Progress Report
Artificial generation of upstream maritime heavy rains to govern intense-rain-induced disasters over land (AMAGOI)[2] DNN for Weather
Progress until FY2024
1. Outline of the project
During 2024, we developed several prototypes of data-driven weather prediction model based on Vision Transformer and AR2U-Net architectures with reanalysis data around Japan. The model showed improvement in addressing the common issue of underestimating rainfall in several heavy rain cases. We also compared training methods and initialization strategies with existing models, gaining key insights into how these factors affect model performance and sensitivity to input perturbations.
2. Outcome so far
Based on the investigation of weather prediction models conducted in the previous fiscal year, we designed five prototype deep learning models specialized for weather forecasting around Japan. The architectures used were Swin-Unet, a type of Vision Transformer, and AR2U-Net, a type of CNN. All models were trained using 20 years of regional reanalysis data (RCDSJRA-55), with input variables including wind, temperature, humidity, and geopotential height at multiple pressure levels, as well as surface wind and precipitation. The models employed an autoregressive approach, predicting the next time step and using it as input for the following step.
The highest accuracy was achieved with the Swin-Unet–based model, which consisted of a Predictor that outputs future values and a Corrector that refines results using a diffusion model. The Corrector adds Gaussian noise to the predictions, then removes it through a diffusion process to restore high-frequency components, reducing excessive spatial smoothing. In the heavy rainfall event of October 25, 2019, the observed hourly maximum rainfall was 83.5 mm; the Predictor alone estimated 55.6 mm, while the combined use with the Corrector improved the estimate to 63.1 mm (Fig.1).

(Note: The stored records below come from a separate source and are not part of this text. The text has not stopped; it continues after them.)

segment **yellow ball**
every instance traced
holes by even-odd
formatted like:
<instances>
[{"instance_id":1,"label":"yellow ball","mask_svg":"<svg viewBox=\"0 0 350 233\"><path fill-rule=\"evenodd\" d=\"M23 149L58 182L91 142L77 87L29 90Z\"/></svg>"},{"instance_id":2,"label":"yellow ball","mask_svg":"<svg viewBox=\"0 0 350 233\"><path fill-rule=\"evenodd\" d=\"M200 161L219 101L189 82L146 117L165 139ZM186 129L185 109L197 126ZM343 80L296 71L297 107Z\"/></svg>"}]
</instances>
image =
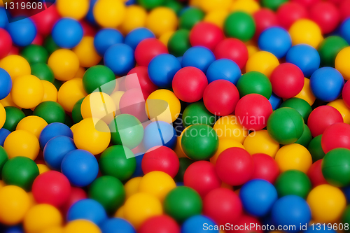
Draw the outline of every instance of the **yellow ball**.
<instances>
[{"instance_id":1,"label":"yellow ball","mask_svg":"<svg viewBox=\"0 0 350 233\"><path fill-rule=\"evenodd\" d=\"M94 48L92 36L83 37L80 43L73 49L73 52L78 57L80 65L83 67L95 66L102 59Z\"/></svg>"},{"instance_id":2,"label":"yellow ball","mask_svg":"<svg viewBox=\"0 0 350 233\"><path fill-rule=\"evenodd\" d=\"M264 153L272 157L274 157L279 150L279 143L274 141L265 129L251 132L244 140L243 146L251 155Z\"/></svg>"},{"instance_id":3,"label":"yellow ball","mask_svg":"<svg viewBox=\"0 0 350 233\"><path fill-rule=\"evenodd\" d=\"M83 18L89 10L89 0L57 0L57 10L62 17L69 17L77 20Z\"/></svg>"},{"instance_id":4,"label":"yellow ball","mask_svg":"<svg viewBox=\"0 0 350 233\"><path fill-rule=\"evenodd\" d=\"M30 65L28 62L21 56L10 55L0 60L0 68L6 70L12 80L17 77L30 74Z\"/></svg>"},{"instance_id":5,"label":"yellow ball","mask_svg":"<svg viewBox=\"0 0 350 233\"><path fill-rule=\"evenodd\" d=\"M279 65L279 59L273 54L260 51L248 59L246 71L259 71L270 78L271 73L278 65Z\"/></svg>"},{"instance_id":6,"label":"yellow ball","mask_svg":"<svg viewBox=\"0 0 350 233\"><path fill-rule=\"evenodd\" d=\"M237 118L234 115L225 115L215 122L214 129L220 139L230 139L243 143L248 136L248 129L245 129Z\"/></svg>"},{"instance_id":7,"label":"yellow ball","mask_svg":"<svg viewBox=\"0 0 350 233\"><path fill-rule=\"evenodd\" d=\"M94 6L94 19L104 27L119 26L125 14L125 6L120 0L98 0Z\"/></svg>"},{"instance_id":8,"label":"yellow ball","mask_svg":"<svg viewBox=\"0 0 350 233\"><path fill-rule=\"evenodd\" d=\"M128 198L124 205L125 219L136 229L149 218L162 213L160 201L148 193L136 193Z\"/></svg>"},{"instance_id":9,"label":"yellow ball","mask_svg":"<svg viewBox=\"0 0 350 233\"><path fill-rule=\"evenodd\" d=\"M71 50L59 49L48 58L48 64L52 69L55 78L66 81L74 78L79 69L79 59Z\"/></svg>"},{"instance_id":10,"label":"yellow ball","mask_svg":"<svg viewBox=\"0 0 350 233\"><path fill-rule=\"evenodd\" d=\"M20 187L8 185L0 189L0 223L10 225L21 223L29 207L29 197Z\"/></svg>"},{"instance_id":11,"label":"yellow ball","mask_svg":"<svg viewBox=\"0 0 350 233\"><path fill-rule=\"evenodd\" d=\"M83 79L74 78L63 83L58 90L58 104L59 104L64 110L71 113L74 104L80 99L86 97L83 86Z\"/></svg>"},{"instance_id":12,"label":"yellow ball","mask_svg":"<svg viewBox=\"0 0 350 233\"><path fill-rule=\"evenodd\" d=\"M312 218L320 223L335 223L346 206L344 193L330 185L321 185L311 190L307 196Z\"/></svg>"},{"instance_id":13,"label":"yellow ball","mask_svg":"<svg viewBox=\"0 0 350 233\"><path fill-rule=\"evenodd\" d=\"M101 119L109 124L115 113L115 104L113 99L104 92L92 92L88 95L80 106L81 116L85 119ZM108 113L108 114L106 114Z\"/></svg>"},{"instance_id":14,"label":"yellow ball","mask_svg":"<svg viewBox=\"0 0 350 233\"><path fill-rule=\"evenodd\" d=\"M335 69L340 71L345 80L350 80L350 47L343 48L335 57Z\"/></svg>"},{"instance_id":15,"label":"yellow ball","mask_svg":"<svg viewBox=\"0 0 350 233\"><path fill-rule=\"evenodd\" d=\"M295 169L307 173L312 164L312 157L309 150L297 143L282 146L274 160L281 172Z\"/></svg>"},{"instance_id":16,"label":"yellow ball","mask_svg":"<svg viewBox=\"0 0 350 233\"><path fill-rule=\"evenodd\" d=\"M120 30L125 34L138 27L144 27L147 18L147 11L137 5L131 5L127 7L125 17L120 27Z\"/></svg>"},{"instance_id":17,"label":"yellow ball","mask_svg":"<svg viewBox=\"0 0 350 233\"><path fill-rule=\"evenodd\" d=\"M89 118L78 124L74 129L73 139L78 149L98 155L108 146L111 132L107 124L104 121Z\"/></svg>"},{"instance_id":18,"label":"yellow ball","mask_svg":"<svg viewBox=\"0 0 350 233\"><path fill-rule=\"evenodd\" d=\"M23 220L27 233L36 233L48 228L59 227L63 223L61 213L55 207L41 204L31 207Z\"/></svg>"},{"instance_id":19,"label":"yellow ball","mask_svg":"<svg viewBox=\"0 0 350 233\"><path fill-rule=\"evenodd\" d=\"M87 220L76 220L67 223L63 233L102 233L99 227Z\"/></svg>"},{"instance_id":20,"label":"yellow ball","mask_svg":"<svg viewBox=\"0 0 350 233\"><path fill-rule=\"evenodd\" d=\"M32 75L18 77L13 80L11 97L13 102L22 108L38 106L44 95L41 80Z\"/></svg>"},{"instance_id":21,"label":"yellow ball","mask_svg":"<svg viewBox=\"0 0 350 233\"><path fill-rule=\"evenodd\" d=\"M230 148L232 147L239 147L242 149L246 149L244 146L237 141L232 140L231 139L221 138L219 139L219 146L218 150L215 153L214 155L210 158L210 162L212 164L216 164L216 160L219 157L220 154L226 149Z\"/></svg>"},{"instance_id":22,"label":"yellow ball","mask_svg":"<svg viewBox=\"0 0 350 233\"><path fill-rule=\"evenodd\" d=\"M125 198L129 197L139 192L139 185L140 185L142 177L135 177L127 181L124 188L125 188Z\"/></svg>"},{"instance_id":23,"label":"yellow ball","mask_svg":"<svg viewBox=\"0 0 350 233\"><path fill-rule=\"evenodd\" d=\"M321 29L316 22L302 19L294 22L289 29L293 45L306 43L315 48L323 40Z\"/></svg>"},{"instance_id":24,"label":"yellow ball","mask_svg":"<svg viewBox=\"0 0 350 233\"><path fill-rule=\"evenodd\" d=\"M165 89L152 92L146 101L146 111L152 121L173 122L180 114L180 101L173 92Z\"/></svg>"},{"instance_id":25,"label":"yellow ball","mask_svg":"<svg viewBox=\"0 0 350 233\"><path fill-rule=\"evenodd\" d=\"M33 134L37 139L48 123L43 118L36 115L29 115L22 119L17 125L16 130L25 130Z\"/></svg>"},{"instance_id":26,"label":"yellow ball","mask_svg":"<svg viewBox=\"0 0 350 233\"><path fill-rule=\"evenodd\" d=\"M168 31L176 30L177 16L173 10L167 7L158 7L152 10L146 20L146 27L152 31L157 38Z\"/></svg>"},{"instance_id":27,"label":"yellow ball","mask_svg":"<svg viewBox=\"0 0 350 233\"><path fill-rule=\"evenodd\" d=\"M8 158L17 156L27 157L34 160L40 150L36 136L26 130L15 130L8 134L4 143Z\"/></svg>"}]
</instances>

We also evaluated the impact of training methods and initialization settings on our improved ClimaX-based prediction model and compared it with publicly available data-driven models (Fig.2). The results revealed the limitations of autoregressive generation in improving prediction accuracy, as well as the significant influence of initialization settings.

3. Future plans
The models developed in 2024 are deterministic prediction models, meaning they produce a single forecast output based on a single initial condition. Moving forward, we plan to evolve them into probabilistic models capable of generating large- ensembles.
In addition, this year's comparison and evaluation of models allowed us to understand how differences in model initialization and input perturbations affect prediction results. We will incorporate these findings explicitly into the model and training process to improve both the accuracy and reliability of future forecasts.